Your Back Page scribbler is gutted, readers. Not just gutted, genuinely in mourning for a cherished relationship. 

This morning my regular GP told me she’s leaving. 

Not just moving clinics – God knows, I’ve followed her through two maternity leaves and a change of venue before now. She’s leaving general practice. 

At least, she’s leaving general general practice and moving to her true love, specialising in women’s reproductive and sexual health – “office gynaecology”, as she called it. 

GP, she said, was a hard gig – a statement that won’t come as a surprise to any of you, readers. We’ve spoken often of the plight of GPs, given she knows what I do for a living. So she’s going where her heart lies, and where, I suspect, the lifestyle and paycheque may be a little more conducive to a family life. 

I wish her all the best, but do I hate her guts right now? Yeah, I do. Because I have to start that painful journey – again! – of finding a quality GP with whom I can establish a rapport and the level of trust I need to feel confident in the care I need. 

I’ve been fortunate to have had a long succession of truly excellent female GPs over the past 20 years. Dr J in Brisbane, whom I still saw even after I moved to the Gold Coast and even when she then moved west to Laidley; the redoubtable and celebrated Dr Linda Mann in Sydney’s inner west; Dr S down in bayside Melbourne; and now Dr W up here in Toowoomba. 

She and I met by accident when my then-regular GP got caught in the UK during the months-long covid locky-d.  

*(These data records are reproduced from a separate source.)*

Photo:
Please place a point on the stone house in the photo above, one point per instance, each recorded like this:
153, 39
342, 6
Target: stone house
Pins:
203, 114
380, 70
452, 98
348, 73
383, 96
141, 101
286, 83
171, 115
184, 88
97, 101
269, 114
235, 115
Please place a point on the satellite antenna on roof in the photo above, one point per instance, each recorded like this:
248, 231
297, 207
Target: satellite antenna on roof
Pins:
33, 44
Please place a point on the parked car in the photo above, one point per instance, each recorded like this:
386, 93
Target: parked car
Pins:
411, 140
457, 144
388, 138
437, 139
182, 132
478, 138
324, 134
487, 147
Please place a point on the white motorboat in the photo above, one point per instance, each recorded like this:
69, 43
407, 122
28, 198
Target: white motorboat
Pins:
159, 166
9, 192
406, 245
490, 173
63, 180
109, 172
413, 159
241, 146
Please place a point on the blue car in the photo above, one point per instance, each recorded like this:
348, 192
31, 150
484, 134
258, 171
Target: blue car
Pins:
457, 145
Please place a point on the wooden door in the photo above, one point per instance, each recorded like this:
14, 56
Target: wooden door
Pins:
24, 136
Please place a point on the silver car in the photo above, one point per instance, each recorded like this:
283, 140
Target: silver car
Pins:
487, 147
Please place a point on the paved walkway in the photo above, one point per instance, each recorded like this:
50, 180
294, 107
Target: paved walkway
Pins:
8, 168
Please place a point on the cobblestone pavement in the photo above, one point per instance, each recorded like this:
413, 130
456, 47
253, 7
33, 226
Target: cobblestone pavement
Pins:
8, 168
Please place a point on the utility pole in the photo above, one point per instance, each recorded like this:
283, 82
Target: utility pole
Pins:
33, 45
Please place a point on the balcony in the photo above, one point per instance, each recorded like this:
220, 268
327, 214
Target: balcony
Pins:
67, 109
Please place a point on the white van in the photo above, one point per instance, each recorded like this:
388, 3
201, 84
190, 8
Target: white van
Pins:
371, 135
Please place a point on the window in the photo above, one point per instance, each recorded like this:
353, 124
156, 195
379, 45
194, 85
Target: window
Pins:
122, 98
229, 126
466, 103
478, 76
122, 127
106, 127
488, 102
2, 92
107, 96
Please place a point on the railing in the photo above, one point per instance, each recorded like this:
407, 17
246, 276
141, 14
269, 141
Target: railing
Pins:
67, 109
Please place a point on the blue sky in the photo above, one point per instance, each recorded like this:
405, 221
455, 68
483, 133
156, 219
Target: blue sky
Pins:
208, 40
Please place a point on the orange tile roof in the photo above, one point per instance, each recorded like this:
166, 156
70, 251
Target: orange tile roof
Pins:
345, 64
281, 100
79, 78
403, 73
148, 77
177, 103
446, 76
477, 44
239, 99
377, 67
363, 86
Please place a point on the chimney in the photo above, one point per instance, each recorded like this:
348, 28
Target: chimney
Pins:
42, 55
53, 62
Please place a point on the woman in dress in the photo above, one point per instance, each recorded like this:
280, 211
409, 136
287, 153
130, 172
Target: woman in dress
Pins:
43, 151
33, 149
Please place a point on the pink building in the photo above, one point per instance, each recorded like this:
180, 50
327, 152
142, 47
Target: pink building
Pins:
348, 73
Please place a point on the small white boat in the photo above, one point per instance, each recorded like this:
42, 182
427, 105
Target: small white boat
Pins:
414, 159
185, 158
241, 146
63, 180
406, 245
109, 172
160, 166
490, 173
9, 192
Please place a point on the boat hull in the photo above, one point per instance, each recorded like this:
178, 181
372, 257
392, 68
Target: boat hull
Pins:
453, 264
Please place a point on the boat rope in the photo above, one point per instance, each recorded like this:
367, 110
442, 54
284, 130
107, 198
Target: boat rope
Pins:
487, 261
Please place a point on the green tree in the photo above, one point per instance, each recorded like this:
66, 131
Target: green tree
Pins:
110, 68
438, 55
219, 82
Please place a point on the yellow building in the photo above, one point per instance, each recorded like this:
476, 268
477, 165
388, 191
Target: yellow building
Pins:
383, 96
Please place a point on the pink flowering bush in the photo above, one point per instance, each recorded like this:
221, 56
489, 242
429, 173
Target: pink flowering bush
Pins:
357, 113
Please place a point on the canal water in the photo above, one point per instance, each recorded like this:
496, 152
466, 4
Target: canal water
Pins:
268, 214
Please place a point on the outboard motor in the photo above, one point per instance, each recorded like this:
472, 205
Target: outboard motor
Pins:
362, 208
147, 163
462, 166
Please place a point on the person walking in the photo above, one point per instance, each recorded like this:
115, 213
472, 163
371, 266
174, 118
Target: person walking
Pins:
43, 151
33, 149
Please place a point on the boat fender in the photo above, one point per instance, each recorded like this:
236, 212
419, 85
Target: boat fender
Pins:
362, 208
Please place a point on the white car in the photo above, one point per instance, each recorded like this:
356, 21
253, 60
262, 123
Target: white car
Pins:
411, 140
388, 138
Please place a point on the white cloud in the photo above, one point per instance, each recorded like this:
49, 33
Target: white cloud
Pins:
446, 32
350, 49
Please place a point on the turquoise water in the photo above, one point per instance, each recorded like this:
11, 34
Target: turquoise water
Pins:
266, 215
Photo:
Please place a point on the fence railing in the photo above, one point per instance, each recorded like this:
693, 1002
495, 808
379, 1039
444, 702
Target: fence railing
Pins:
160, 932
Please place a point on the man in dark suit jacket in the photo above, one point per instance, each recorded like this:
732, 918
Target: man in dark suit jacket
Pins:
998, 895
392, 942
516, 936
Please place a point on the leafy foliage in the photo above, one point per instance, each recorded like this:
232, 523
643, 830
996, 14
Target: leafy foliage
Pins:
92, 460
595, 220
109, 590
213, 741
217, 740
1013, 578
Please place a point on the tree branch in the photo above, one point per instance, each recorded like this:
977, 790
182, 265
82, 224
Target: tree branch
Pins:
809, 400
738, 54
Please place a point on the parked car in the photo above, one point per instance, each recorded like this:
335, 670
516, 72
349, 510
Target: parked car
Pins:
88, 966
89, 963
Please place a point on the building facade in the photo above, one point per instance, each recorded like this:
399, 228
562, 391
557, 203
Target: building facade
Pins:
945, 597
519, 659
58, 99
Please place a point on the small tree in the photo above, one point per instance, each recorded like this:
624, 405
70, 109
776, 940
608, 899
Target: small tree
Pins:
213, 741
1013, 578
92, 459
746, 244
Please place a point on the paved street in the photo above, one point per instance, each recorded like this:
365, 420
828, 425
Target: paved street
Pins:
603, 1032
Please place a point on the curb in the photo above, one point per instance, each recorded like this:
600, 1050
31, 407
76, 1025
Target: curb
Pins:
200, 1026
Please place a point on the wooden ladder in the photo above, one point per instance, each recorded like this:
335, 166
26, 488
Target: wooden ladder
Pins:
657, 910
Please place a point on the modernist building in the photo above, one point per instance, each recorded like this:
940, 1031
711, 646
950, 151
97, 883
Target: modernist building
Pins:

Since then we’ve seen each other every couple of months, usually just for a chat and repeat scripts, but she also saw me through surgeries, both routine and major, my father’s death and my mum’s ongoing dementia. 

She had a little tear in her eye this morning, knowing how many patients she has to say goodbye to over the next couple of months. It’s easy for patients to forget that for every special bond we might feel for one doctor, that doctor has many special bonds with many patients. 

I’m happy for her, genuinely. Happy knowing that she’s following her passion and expertise. And happy knowing that if ever my menopause gets the better of me, I’ll know where to go. 

But I’m sad too that another GP is lost to the system that can’t, or won’t, remunerate its hardest workers enough, or be flexible enough, or be resourced enough, to keep them in the profession.  

At least Dr W isn’t lost to it completely. She’ll be doing good work for a smaller cohort of patients, that’s all.